⑵ 粗利益を増やし、確実に経常利益を上げること

 売上高より粗利益を重視してください。

「C社長の魅力(無欲の大欲)」で述べたように、工事現場を効率よく進めていくためには、次のようなことが基本となるでしょう。

 お客さんに喜んでいただいて顧客満足を高めること。適性利益を出すこと。協力会社にも利益を提供できること。可能な限り短い工期で施工すること。無事故、無災害で施工すること。近隣の人たちと調和していること。自然環境を保全すること。働きやすい現場で従業員の満足度が高いこと。どれ一つとして、おろそかにできません。

 現在の経営状況分析(Y点)は、無借金経営の次に、各現場の工事内容を検討していただき、粗利益を高めることに尽きます。粗利益率の高い工事現場を多くするには、他社にないような工法を生み出すか、工期を短縮できるか、自社独自のものを創りあげてください。

 粗利益を増やすには、付加価値の高い工事にシフトしていくこと。
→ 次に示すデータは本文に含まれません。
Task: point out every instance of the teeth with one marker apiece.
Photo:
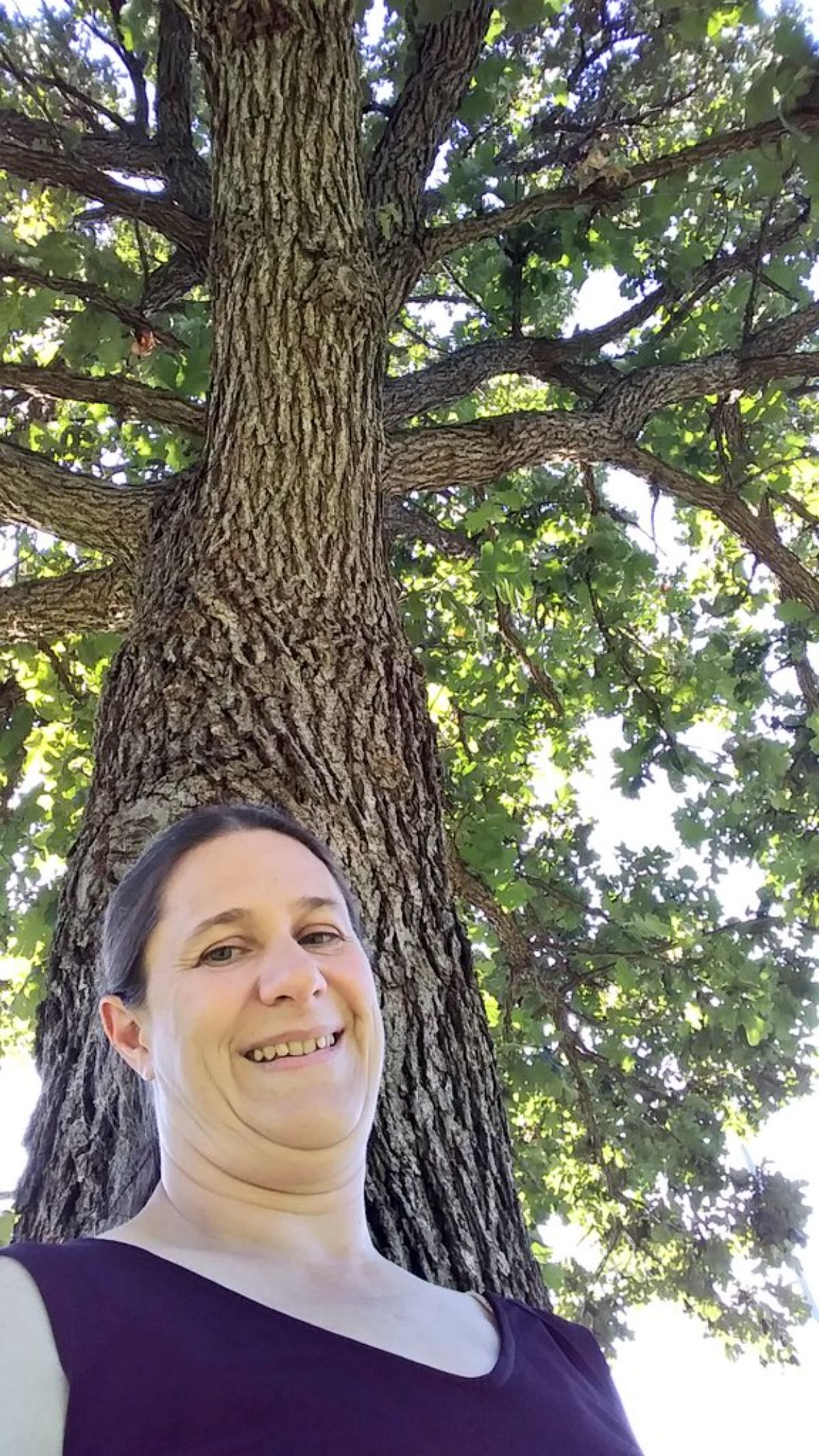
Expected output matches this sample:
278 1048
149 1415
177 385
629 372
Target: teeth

あと、原価管理と人材育成の徹底化を図り、各現場の粗利益率を高めることです。

 まず「付加価値の高い工事にシフトしていくこと」は、第1章「プラント工事の機械屋さんんに徹する」「得意技を活かし仕事目標を固める!」の記事を参考にしていただき、自社独自の工法を創りあげてください。難しいことですが、信念を持って実践なさってください。

 次に「原価管理と人材育成の徹底化を図り、各現場の粗利益率を高めること」ですが、第1章「完成度の高い工場専門の建築業者」「役所の予算を追加されるほどの積算名人」「セローズファイバー(断熱・防音・結露)」「無垢の木と自然素材にこだわる住宅専門業者」などの記事を参考にしてください。工事原価の見直しを徹底し、粗利益を高めてください。
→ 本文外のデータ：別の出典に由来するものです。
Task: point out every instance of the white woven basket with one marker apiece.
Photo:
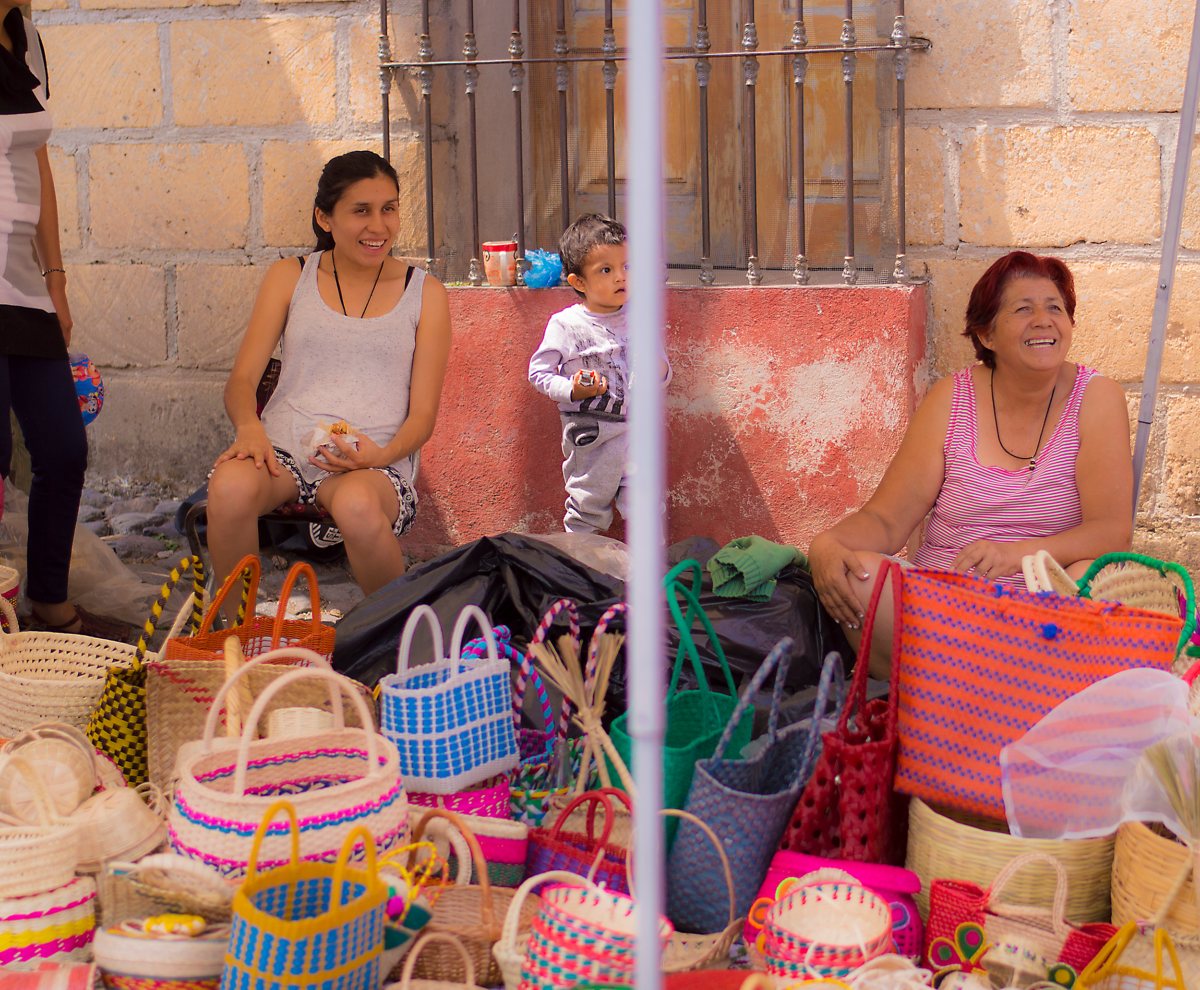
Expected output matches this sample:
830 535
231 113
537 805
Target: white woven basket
127 949
337 780
54 925
450 720
124 823
48 677
35 858
63 760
 具体的には、徹底した原価管理をされて、各工事の利益率を上げることに尽きますが、明らかに赤字になるような工事は受注しないことです。また、工期の短縮を図り人件費や外注費を減らす工夫をされることも一つの方法でしょう。現場で使用する材料等も出来る限り手持ち在庫で賄うようにしましょう。「得意技を活かし仕事目標を固める!」の記事が参考になると思います。

 さらに「人材育成」ですが、この第4章「1級の資格を取らないものはリストラ!」のように全員が1級の資格を目指してください。現場に配置される人員に無駄が出ないように、普段から施工能力を高め、少数精鋭主義に徹することでしょう。

 最後に、建設業の工事種類によっても戦略が違ってきます。土木工事と建築工事は、元請工事に徹してください。施主さんからの直接に請け負う工事です。土木工事に関しては、公共工事が大半ですので、「役所の予算を追加されるほどの積算名人」の記事を参考に、可能な限り利益率を高めてください。

 建築工事に関しては、「きたない、おそい、いいかげんの小さな工務店」「完成度の高い工場専門の建築業者」「C社長の魅力(無欲の大欲)」の記事を参考に、元請工事に徹してください。特に地元のお客さんをベイスに信頼を勝ち取ってください。

 また、専門工種である解体工事さん、造園屋さん、電気屋さんなどは、「得意技を活かし仕事目標を固める!」の記事を参考に、創意工夫され、工期の短縮や日本一きれいな掃除を徹底され、ナンバーワンの下請業者を目指してください。

 粗利益の考えとして全般に言えることですが、「御社だけで勝てる会社に(競争の外に出る)」の記事が参考になると思います。

 このように「どうしたら粗利益が増えるか」「どうしたら売上が増える」かの対策も重要ですが、「どうしたら喜んでもらえるか」を考え抜いてください。お客さんに喜んでもらえることを基本に個々の対策を創りあげてください。

 

⑶ 自己資本を増やすこと

 早急に自己資本の比率を上げるには、可能な限り増資をして資本金を多くします。代表者からの借入金がある場合、これを資本金に振り替える方法もあります。 

 自己資本は、資本金と会社が蓄積してきた剰余金で構成されています。中長期的には、毎期の決算において、利益を確実に上げていき税金を払い、無借金経営の実践を続けていくこと。最終的には、ダム経営の実践を続けていくことに尽きます。

 また、この第4章「経営規模(X2)の自己資本額と平均利益額(増資の勧め)」を参考に増資を進めてください。

 さらに、毎期の利益計上と納税意識がキーポイントになります。その重要性を「アップ対策3」で説明しています。納税意識に関しては、経営者のマインドを変えることに尽きます。経営者のマインドを変えない限り、真の対策にはなりません。

 

⑷ 総資産をスリム化すること

 総資産(総資本)を減らす方法です。経営活動に不要な有価証券や土地などを処分し、借入金の返済に充て、財務体質をスリム化することで、総資産の割合が少なくなります。役員、従業員への貸付金があれば、銀行の個人貸付金を斡旋するなどして、早急に回収します。仮払金のような仮勘定科目も、きちんと精算することです。

 また、出来る限り機械や車両は、現金で購入するようにします。お金がなければ購入できませんので、やはり、無借金経営やダム経営の重要さが見えてきます。

 いかに、無借金経営やダム経営が重要で、本気になって実践し貫き通すことです。経営状況分析(Y点)アップ対策は、無借金経営、ダム経営が最も効果を発揮します。

 ダム経営は、Y点対策だけではなく、会社経営の基本中の基本です。根幹をなす経営方法だと考えます。「御社の繁栄、あなた様の繁栄がいつまでも続きますように」願っております。